"Nelson" by Ayobami Makinde (‘25)

The god forsaken place of Oblitus Village. I don’t know to this day why my mother and father choose this place as their everlasting place. Well they wanted to be forgotten, that is what Oblitus Village is known for, where those who wanted to be forgotten go. Many mysterious things happen there—well, that is what the people of Oblitus Village called it.

“You know what happened,” the boy says.

“I surely do, do you want to know?”

“Yes, yes!”

“Where do you want me to begin? I am a great storyteller. I used to make up stories when I was a kid to keep me sane in that hellish place.”

“Me too.”

“Should I introduce myself, then move on to that thing that happened?”

“What thing?”

“That thing was evil, evil I tell you.”

It has been 2 years since we moved to the Village. Mother told me it would be a good place to start over again. I don’t know how it could be any better when the problem came with us. Everyone knows about each other in that place but they don’t know about their past. Like how our neighbor Mr. Teller used to eat flesh.

I went to Oblitus high school, where there are only 100 students. That school didn’t feel like a school at all. I used to call it The Silent Hall. No students speak to each other in that school, they simply walk next to each other with deadness in their eyes. Sometimes you might hear screams coming from the end of the halls or right outside of the cafeteria but everyone knows it is just Aiden, the screamer.

I sit in the back of the classroom.

“Why?” the boy asks.

“Shush.”

Because the windows are always behind me in the classroom, jumping seems easy. But mostly because I could see everything in the classroom. I could see the teachers not wanting to teach people, the students who do drugs in the classroom, the students who cut themselves in the classroom, the ones who steal from other students. The students who draw their nightmares on papers and those like me who write stories.

The school was built backwards, instead of the students facing the chalkboard. We were made to face the door, as if they were encouraging someone to jump. The location was in the woods but not too far away from the town—just enough for screams not to be heard. Or for runaways to disappear.

It was a Friday when the thing came to our school. A boy who was pale like a sheet, he looked like he was starved all his life. He came in quietly, not even the hardwood floor creaked under his steps. Mrs. Monitor introduced him to us. When asked for his name, he mumbled it. “What was his name?”

“I don’t remember anymore.”

He sat in the other corner from me. A strange boy, I tell you.

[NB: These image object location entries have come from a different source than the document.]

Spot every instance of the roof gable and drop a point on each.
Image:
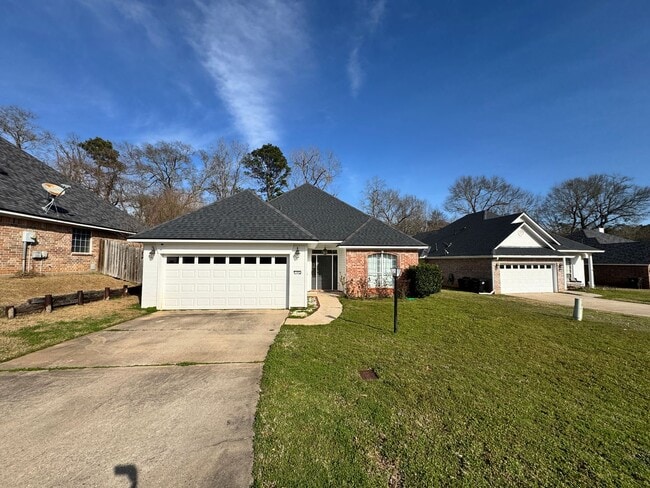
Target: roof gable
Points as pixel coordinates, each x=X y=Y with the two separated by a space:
x=484 y=234
x=21 y=176
x=243 y=216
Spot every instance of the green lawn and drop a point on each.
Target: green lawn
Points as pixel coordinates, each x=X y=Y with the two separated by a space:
x=624 y=294
x=473 y=391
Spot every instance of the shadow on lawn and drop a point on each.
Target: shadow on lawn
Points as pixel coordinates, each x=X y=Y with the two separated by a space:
x=366 y=325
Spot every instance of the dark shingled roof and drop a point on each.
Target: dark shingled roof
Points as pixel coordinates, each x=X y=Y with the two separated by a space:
x=304 y=214
x=331 y=219
x=21 y=176
x=243 y=216
x=376 y=233
x=618 y=250
x=320 y=213
x=480 y=233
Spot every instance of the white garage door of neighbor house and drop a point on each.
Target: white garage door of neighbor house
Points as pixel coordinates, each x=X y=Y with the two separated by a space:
x=527 y=278
x=225 y=282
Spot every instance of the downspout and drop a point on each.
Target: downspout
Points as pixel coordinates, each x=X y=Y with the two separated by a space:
x=24 y=257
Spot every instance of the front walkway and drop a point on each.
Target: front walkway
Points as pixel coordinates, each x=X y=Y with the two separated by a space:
x=590 y=301
x=329 y=309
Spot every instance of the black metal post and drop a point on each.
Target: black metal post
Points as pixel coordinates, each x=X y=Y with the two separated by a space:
x=395 y=305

I was usually the observer in the classroom, the one to notice all the weird things around me, but for some reason he was not weird. Nor can he be put into a group. The school uniform was white, so that they could tell when someone was bleeding.  He didn’t wear just all white, he always wore red with it. I was very intrigued by how normal he was. Not wanting to wear the same thing as everyone. I wanted to know; later, I did know more. But then, I made a plan: become his friend, learn about his family, and find out if he’s truly normal.

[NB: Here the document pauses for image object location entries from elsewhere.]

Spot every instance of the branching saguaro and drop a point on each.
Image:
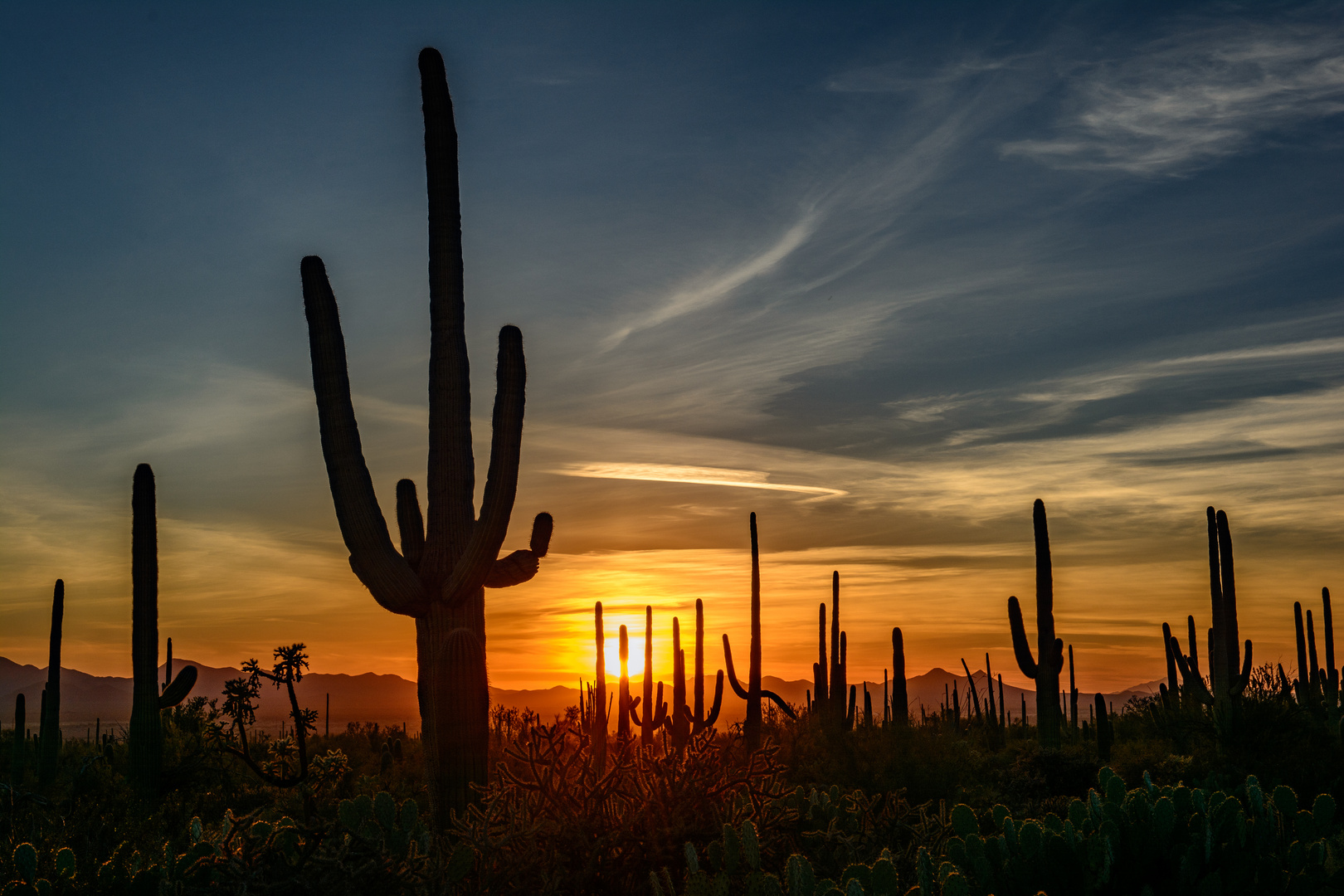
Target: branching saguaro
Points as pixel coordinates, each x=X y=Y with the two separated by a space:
x=1229 y=670
x=145 y=735
x=753 y=694
x=440 y=574
x=50 y=747
x=1045 y=670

“I will tell you now, that boy was not a friend to be with.” “Why?” the boy asks.

I tried to be friendly with him. In each approach I made, he never smiled at me, but he would at any other student.  It was almost as if he became a different person—he knew what I was doing.

“He has to have known.”

One day he had a break of character: he was no longer smiling at people or responding to people. I used that as an opportunity to approach him.

“I still remembered what I said.”

I asked him if he was able to kill time. He looked at me weirdly: Kill what? I said: Kill the time. Until the end of the day. I said that I was always killing time, but in this place, someone is always looking.

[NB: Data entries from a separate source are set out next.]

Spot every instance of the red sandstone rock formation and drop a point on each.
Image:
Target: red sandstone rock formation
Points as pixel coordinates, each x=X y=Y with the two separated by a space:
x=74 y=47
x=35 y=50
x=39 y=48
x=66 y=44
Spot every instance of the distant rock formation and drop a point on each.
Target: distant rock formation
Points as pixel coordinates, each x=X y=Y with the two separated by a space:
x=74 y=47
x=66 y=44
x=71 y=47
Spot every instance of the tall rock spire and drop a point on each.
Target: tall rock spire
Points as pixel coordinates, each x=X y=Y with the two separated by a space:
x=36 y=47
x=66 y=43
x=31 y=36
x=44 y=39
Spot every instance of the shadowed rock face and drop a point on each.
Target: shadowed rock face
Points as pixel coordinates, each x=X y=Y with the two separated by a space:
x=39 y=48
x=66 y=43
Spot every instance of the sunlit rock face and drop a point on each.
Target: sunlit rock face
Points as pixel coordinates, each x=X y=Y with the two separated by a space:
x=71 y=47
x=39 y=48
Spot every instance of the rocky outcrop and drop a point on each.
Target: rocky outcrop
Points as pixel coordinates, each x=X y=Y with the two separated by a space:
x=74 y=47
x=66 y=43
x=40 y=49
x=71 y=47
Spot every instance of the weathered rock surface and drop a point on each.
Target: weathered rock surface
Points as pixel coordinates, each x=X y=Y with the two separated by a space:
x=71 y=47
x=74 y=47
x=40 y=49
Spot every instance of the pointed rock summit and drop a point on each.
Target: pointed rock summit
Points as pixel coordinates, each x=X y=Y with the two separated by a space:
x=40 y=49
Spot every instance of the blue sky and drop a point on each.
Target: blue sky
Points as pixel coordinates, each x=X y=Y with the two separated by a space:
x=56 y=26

“You are always looking,” the boy says.

“How do you kill in a place like this?” he asked me.

“He definitely misunderstood. You were so old fashioned, even then,” the boy says.

He started to be friendly around me, he always told me when he was going to kill. I always thought he was going to sleep or doing something after school. But it starts to tick in my head that it was something else. You see each time he said he was going to kill, someone goes missing in the town. It didn’t matter if the person was a student or town folks. Their death was in a particular way: no blood in the blood.

“It was like it was suck up dried.”

“A vampire!” the boy says.

I became very suspicious but no one in the town seemed to care about it, they all forgot. I, on the other hand, became very friendly with the pale boy. He invited me to his house one day and told me he would show me his new technique for killing time. Was I scared? Yes. Did I say no?

Of course not.

“I didn’t want to pass on the opportunity.”

My mother and father at the time had gotten really sick, our house smelled like medicine which I hated, so going to this pale boy’s house was a relief.

Upon arrival. The house was dark… no… it was white.

“I can’t remember.”

“I know what happened,” the boy says.

“You do.”

“Yes,” says the boy, “I was there too.”

Should I tell you the story, Nelson.